I damn near slipped off the barbed wire fence but managed to grab the steel post just in time. “I, uh, don’t exactly know where he got it. Costco, maybe?”

Slim coughed again. “Bullshit.” He sniffed. “I know my meat, boy. Hell, I eat a steak, I can tell you how old the steer was, just how long ago it was killed, whether it had been frozen, what the animal had been eating, whether it was corn, or grain … Didn’t realize it at the time, not with Heck gettin’ sick and everything, but that cheeseburger wasn’t any”—he broke down in a fit of hacking coughs, gasping for breath between each cough that made his whole body shudder—“goddamn good.”

“Maybe you ought to see a doctor about that,” I said in as much of a helpful tone as I could manage.

Slim finally got his coughing under control and hawked a large brown ball of phlegm into the mud. He pulled the handkerchief backout and blew his nose forcefully. It seemed like he’d forgotten I was there. He wiped his nose and again automatically checked what he’d deposited on the stiff blue cloth.

Slim flung the handkerchief out the window and wiped his hand frantically on the front of his shirt, biting off quick gasps of air. He fumbled with the gearshift, finally pulled it down into drive, and stomped on the gas pedal. The pickup lurched forward, fishtailing out of the weeds and onto the asphalt. I ducked down as globs of sticky mud flew all around me like shrapnel. A few drops stuck in my hair, my shirt, but at least I didn’t get any in my eyes. Slim’s pickup headed into the foothills.
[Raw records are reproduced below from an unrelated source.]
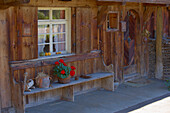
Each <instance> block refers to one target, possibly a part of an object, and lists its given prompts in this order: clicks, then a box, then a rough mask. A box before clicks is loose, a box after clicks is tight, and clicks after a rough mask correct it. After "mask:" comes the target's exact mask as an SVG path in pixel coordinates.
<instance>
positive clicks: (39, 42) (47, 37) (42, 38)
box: [38, 34, 50, 44]
mask: <svg viewBox="0 0 170 113" xmlns="http://www.w3.org/2000/svg"><path fill="white" fill-rule="evenodd" d="M49 37H50V35H48V34H47V35H38V43H39V44H41V43H49Z"/></svg>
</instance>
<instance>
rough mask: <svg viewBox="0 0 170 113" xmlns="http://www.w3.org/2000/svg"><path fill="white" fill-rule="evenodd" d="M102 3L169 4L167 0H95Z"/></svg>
mask: <svg viewBox="0 0 170 113" xmlns="http://www.w3.org/2000/svg"><path fill="white" fill-rule="evenodd" d="M97 1H103V2H108V1H109V2H136V3H154V4H169V3H170V1H169V0H97Z"/></svg>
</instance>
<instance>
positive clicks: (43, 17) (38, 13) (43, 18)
mask: <svg viewBox="0 0 170 113" xmlns="http://www.w3.org/2000/svg"><path fill="white" fill-rule="evenodd" d="M48 19H49V10H38V20H48Z"/></svg>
Then I saw the handkerchief at the edge of the weeds.

I should have left it. I should have just climbed off the damn fence and walked off into the wet pasture. But curiosity got the better of me and I climbed down and pushed through the weeds to the side of the road. The handkerchief looked harmless enough as I crouched down on my haunches next to it. Still, I didn’t want to touch it, so I found a small twig in the weeds and stuck one end under the closest corner of the handkerchief and lifted the flap.

Three tiny gray worms squirmed over each other in a slimy smear of snot and blood.
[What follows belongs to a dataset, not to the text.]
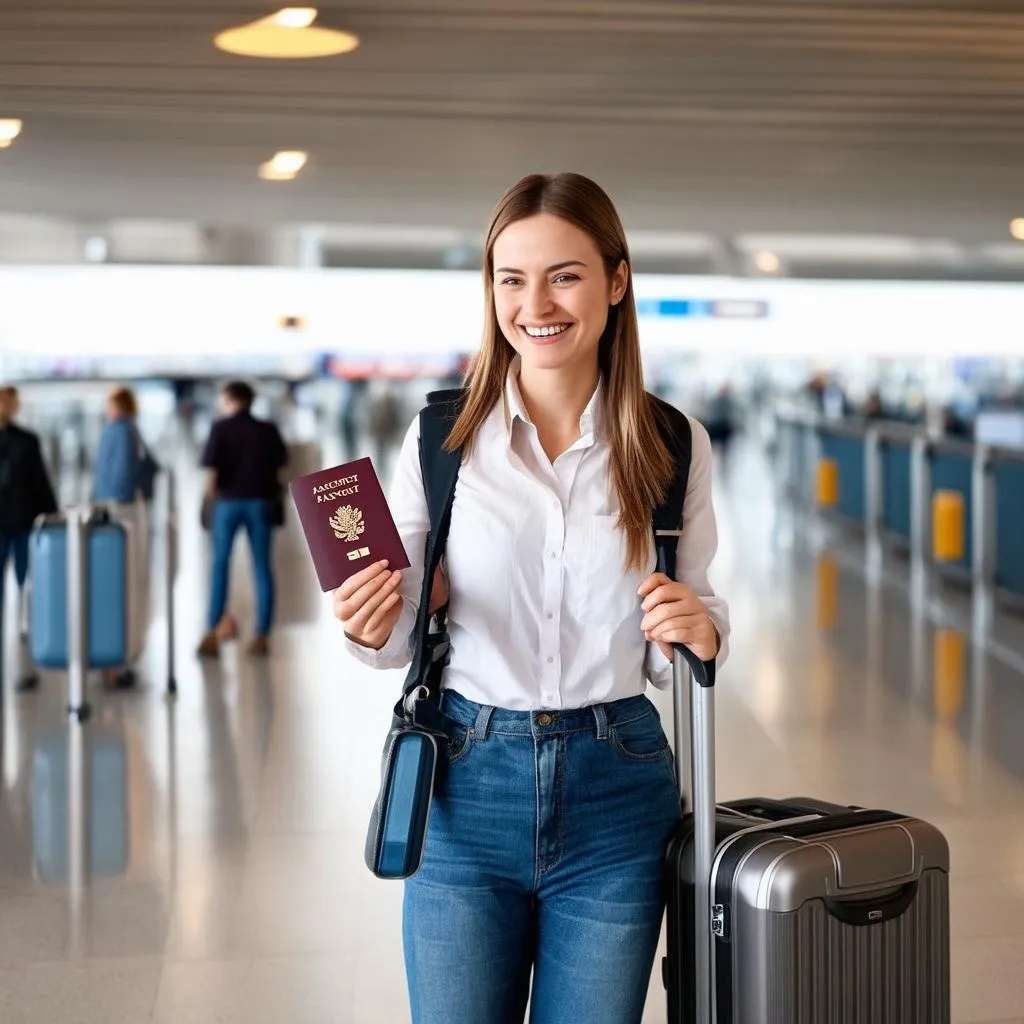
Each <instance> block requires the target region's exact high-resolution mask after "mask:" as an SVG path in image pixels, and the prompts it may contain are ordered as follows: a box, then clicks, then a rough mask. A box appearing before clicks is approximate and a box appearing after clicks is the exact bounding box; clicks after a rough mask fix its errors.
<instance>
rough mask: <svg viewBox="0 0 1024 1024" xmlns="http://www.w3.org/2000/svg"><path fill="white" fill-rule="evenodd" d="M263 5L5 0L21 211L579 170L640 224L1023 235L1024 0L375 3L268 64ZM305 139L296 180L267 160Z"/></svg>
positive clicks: (4, 176)
mask: <svg viewBox="0 0 1024 1024" xmlns="http://www.w3.org/2000/svg"><path fill="white" fill-rule="evenodd" d="M283 5H284V4H283V3H282V4H278V5H273V6H268V5H267V4H266V3H265V2H264V0H180V2H175V0H0V117H4V116H14V117H22V118H23V119H24V120H25V130H24V133H23V136H22V138H19V139H18V141H17V142H16V143H15V144H14V145H13V146H12V147H10V148H8V150H4V151H0V213H11V214H37V215H49V216H55V217H62V218H71V219H75V220H79V221H90V222H101V221H103V220H105V219H109V218H115V217H134V218H148V219H166V218H169V219H183V220H195V221H199V222H202V223H217V224H239V225H270V224H278V223H286V222H290V223H296V222H326V223H338V224H344V223H351V224H359V225H368V224H369V225H373V224H391V225H429V226H434V227H442V228H455V229H459V230H466V231H478V230H480V229H481V228H482V226H483V224H484V222H485V220H486V217H487V215H488V213H489V210H490V208H492V206H493V204H494V202H495V200H496V199H497V198H498V196H499V195H500V194H501V191H502V190H503V188H504V187H505V186H506V185H508V184H509V183H511V182H512V181H513V180H514V179H515V178H516V177H518V176H519V175H520V174H523V173H526V172H529V171H535V170H556V169H573V170H579V171H582V172H584V173H587V174H590V175H592V176H593V177H595V178H596V179H597V180H599V181H600V182H601V183H602V184H604V185H605V186H606V187H607V188H608V190H609V191H610V193H611V194H612V197H613V199H614V200H615V201H616V203H617V205H618V206H620V209H621V211H622V213H623V215H624V218H625V220H626V221H627V225H628V226H629V227H630V228H631V229H632V230H636V231H658V232H659V231H666V232H686V233H692V232H709V233H711V234H714V236H718V237H722V238H734V237H736V236H739V234H748V236H752V237H755V236H757V237H766V236H768V237H770V236H772V234H775V233H778V232H787V233H791V234H792V233H800V232H828V233H833V234H837V233H843V234H860V233H865V232H866V233H874V234H887V236H898V237H912V238H918V239H952V240H955V241H956V242H957V243H966V244H969V245H973V246H981V245H986V244H994V243H1008V242H1009V241H1010V239H1009V232H1008V224H1009V221H1010V219H1011V217H1013V216H1024V3H1022V2H1021V0H980V2H966V0H965V2H958V0H944V2H943V0H933V2H924V0H920V2H919V0H899V2H883V0H848V2H839V0H808V2H792V0H791V2H779V0H751V2H748V3H742V2H735V0H709V2H705V3H690V2H686V0H443V2H433V0H364V2H361V3H342V4H337V3H330V4H328V5H327V6H324V7H322V8H321V9H322V17H321V22H322V23H327V24H336V25H338V26H339V27H343V28H345V29H347V30H349V31H352V32H355V33H356V34H357V35H358V36H359V37H360V39H361V46H360V47H359V49H358V50H356V51H355V52H354V53H351V54H348V55H345V56H339V57H331V58H327V59H323V60H313V61H297V62H296V61H289V62H279V61H254V60H251V59H246V58H241V57H233V56H230V55H227V54H224V53H220V52H219V51H217V50H216V49H215V48H214V46H213V44H212V37H213V36H214V34H215V33H216V32H218V31H219V30H221V29H224V28H226V27H228V26H231V25H237V24H240V23H243V22H248V20H251V19H253V18H254V17H257V16H262V15H263V14H265V13H267V12H268V10H270V9H274V7H275V6H283ZM279 148H305V150H308V151H309V152H310V162H309V165H308V167H307V169H306V170H305V171H304V172H303V173H302V175H301V176H300V178H299V179H298V180H296V181H294V182H289V183H284V184H281V183H279V184H273V183H267V182H263V181H261V180H259V179H258V177H257V174H256V169H257V166H258V165H259V163H261V162H262V161H264V160H266V159H268V158H269V157H270V156H271V155H272V154H273V153H274V152H275V151H276V150H279Z"/></svg>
I jumped back and flung the twig away. I wanted to climb the fence and run though the flooded pasture and leave this behind. Instead, I froze. What if these goddamn worms wriggled their way into the mud here in the weeds? God knows what might happen if they made it to the pasture; it was covered in at least three, four inches of water. They could go anywhere. I gritted my teeth and brought the heel of Grandpa’s boot down on the handkerchief, grinding the worms and the snot and blood into the asphalt. When I pulled my foot back, I could see there wasn’t much left of the worms. That made me feel a little better. But then I realized Slim was still out there, still infested with more of the worms. I jumped the fence and took off on a run across the pasture, splashing my way to work. I’d be goddamned if anybody else ate that meat.
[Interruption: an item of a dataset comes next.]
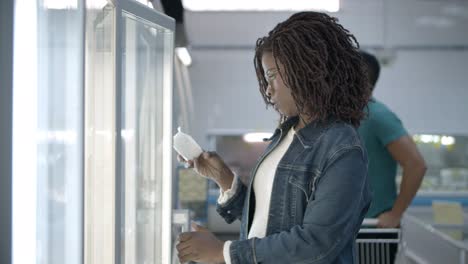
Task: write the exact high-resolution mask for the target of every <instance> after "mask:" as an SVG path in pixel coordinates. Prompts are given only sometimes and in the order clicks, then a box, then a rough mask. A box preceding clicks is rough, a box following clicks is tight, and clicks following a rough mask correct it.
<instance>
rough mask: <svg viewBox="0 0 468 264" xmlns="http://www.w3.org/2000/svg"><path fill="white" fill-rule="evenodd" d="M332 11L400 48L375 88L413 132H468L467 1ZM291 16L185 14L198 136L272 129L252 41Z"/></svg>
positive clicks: (353, 3)
mask: <svg viewBox="0 0 468 264" xmlns="http://www.w3.org/2000/svg"><path fill="white" fill-rule="evenodd" d="M341 5H342V8H341V10H340V12H338V13H335V14H333V16H336V17H338V18H339V20H340V22H341V23H342V24H343V25H344V26H345V28H348V29H349V30H350V31H351V32H352V33H353V34H355V36H356V37H357V39H358V41H359V42H360V44H361V46H362V47H364V48H370V49H371V51H372V49H375V48H384V47H385V48H390V49H393V50H396V52H395V55H396V56H395V59H394V61H393V62H392V63H390V64H389V65H387V66H384V67H383V69H382V73H381V79H380V81H379V83H378V86H377V87H376V91H375V95H376V97H377V98H378V99H380V100H381V101H383V102H384V103H386V104H387V105H388V106H390V108H392V109H393V110H394V111H395V112H396V113H397V114H398V115H399V116H400V117H401V119H402V120H403V122H404V123H405V125H406V127H407V128H408V130H409V131H410V132H411V133H423V132H424V133H450V134H451V133H454V134H468V122H467V121H468V120H466V119H467V118H466V115H467V114H468V63H467V62H468V3H467V2H466V1H442V0H440V1H439V0H432V1H425V0H394V1H385V0H376V1H374V0H372V1H371V0H348V1H345V0H343V1H341ZM290 14H291V13H286V12H281V13H274V12H263V13H259V12H234V13H227V12H214V13H209V12H204V13H203V12H201V13H194V12H186V25H187V33H188V36H189V41H190V43H191V45H192V50H191V54H192V57H193V65H192V66H191V67H190V69H189V72H190V75H191V80H192V87H193V94H194V104H195V113H194V116H195V122H194V128H193V131H194V132H193V134H194V137H195V138H196V139H197V140H199V141H201V143H202V144H206V143H207V142H206V135H207V131H210V130H228V131H229V130H232V131H234V130H235V131H248V130H249V131H250V130H266V131H270V130H272V129H274V127H275V125H276V122H277V121H276V120H277V117H276V115H275V113H274V111H272V110H271V109H270V110H266V109H265V106H264V103H263V101H262V99H261V97H260V94H259V92H258V84H257V80H256V77H255V73H254V67H253V47H254V43H255V40H256V39H257V38H258V37H260V36H263V35H266V34H267V32H268V31H269V30H270V29H272V27H273V26H275V25H276V24H277V23H278V22H280V21H282V20H284V19H286V18H287V17H288V16H289V15H290Z"/></svg>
I got lucky. The place was empty. Fat Ernst was in the bathroom once again when I slipped through the front door. I crossed the floor hastily, not worrying about the mud from my boots, and went into the kitchen. Fat Ernst had already started the stove. I yanked the fridge open and there they were, waiting on the top shelf in the sickly yellow light like two malignant tumors, the white Smirnoff boxes. A crinkled sheet of aluminum foil rested within each box, covering the contents.

I didn’t want to touch the boxes with my bare hands, but I didn’t have much choice. I had to do this quick and quiet. I slipped my fingers underneath the box on the right and slid it out toward me. There was no way I was going to stick my hand in there. For all I knew, those worms could be waiting underneath the thin sheet of aluminum foil, having eaten all of the hamburger meat, and were hungry for some more. Some more fresh meat. So I didn’t hook my fingers over the side, nothing. I lifted it gently out of the fridge, set it on the stove, and grabbed the second box. I carefully put the second box on top of the first and picked them up, carrying them out in front of me like a bomb that might explode if I made any sudden movements.